The SOA3 User Management Service is described, at high level, in the SOA3 User Management Module page. The block diagram of the architecture,

SOA3 User Management Module

contains two databases and two interfaces. The actual implementation consists of two independent modules:

  • the old D4Science User Management Module, exposing SOAP interfaces and based on Liferay Database
  • the new SOA3 User Management Module, exposing REST interfaces and based on LDAP

The two modules are synchronized by a background job: in this section a detailed description of REST based SOA3 User Management Module will be provided.

Functionalities

The Service endpoint is:

 http(s)://hostname:port/userService

and exposes CRUD operation on Users, Groups and Roles stored in an LDAP Directory: the LDAP implementation used is OpenDS and the three is organized in the following way:

SOA3 LDAP Organization


A Default Organization is defined and every user can belong to a single organization.

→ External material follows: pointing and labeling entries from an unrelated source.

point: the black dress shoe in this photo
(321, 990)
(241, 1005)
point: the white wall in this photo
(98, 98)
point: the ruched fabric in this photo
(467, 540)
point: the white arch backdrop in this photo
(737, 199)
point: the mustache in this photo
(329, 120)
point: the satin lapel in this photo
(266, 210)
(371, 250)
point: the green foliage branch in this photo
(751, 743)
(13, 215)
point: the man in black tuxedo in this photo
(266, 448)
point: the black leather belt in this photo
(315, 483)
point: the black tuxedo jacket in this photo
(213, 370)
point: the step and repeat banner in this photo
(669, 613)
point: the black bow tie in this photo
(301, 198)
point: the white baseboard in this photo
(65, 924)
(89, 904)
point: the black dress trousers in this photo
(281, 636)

However, inside the organization, an user can be associated to one or more groups and one or more roles without limitations.

An exhaustive list of the REST CRUD operations on Organizations, Users, Groups and Roles is provided in the UserManagement REST API page.

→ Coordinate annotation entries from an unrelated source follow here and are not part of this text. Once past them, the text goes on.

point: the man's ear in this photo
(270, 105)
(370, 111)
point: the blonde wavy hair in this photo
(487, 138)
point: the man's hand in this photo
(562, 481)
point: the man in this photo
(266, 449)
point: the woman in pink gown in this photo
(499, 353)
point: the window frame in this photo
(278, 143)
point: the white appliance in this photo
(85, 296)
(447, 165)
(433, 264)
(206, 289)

The SOA3 User Management Service is also used by the SOA3 Connector for DN based authentication: in particular, it makes uses of the Certificate optional field, which contains an X509 Distinguished Name bound to the user.

The service exposes the method:

GET  usermanager/certificate/{certificateDN}/{organizationName}

where certificateDN is mandatory and organizationName is optional. The SOA3 Connector invokes this method when a container has authenticated a request only at Transport Level and asks if the DN is associated to an user. More details are provided in the SOA3 Connector page.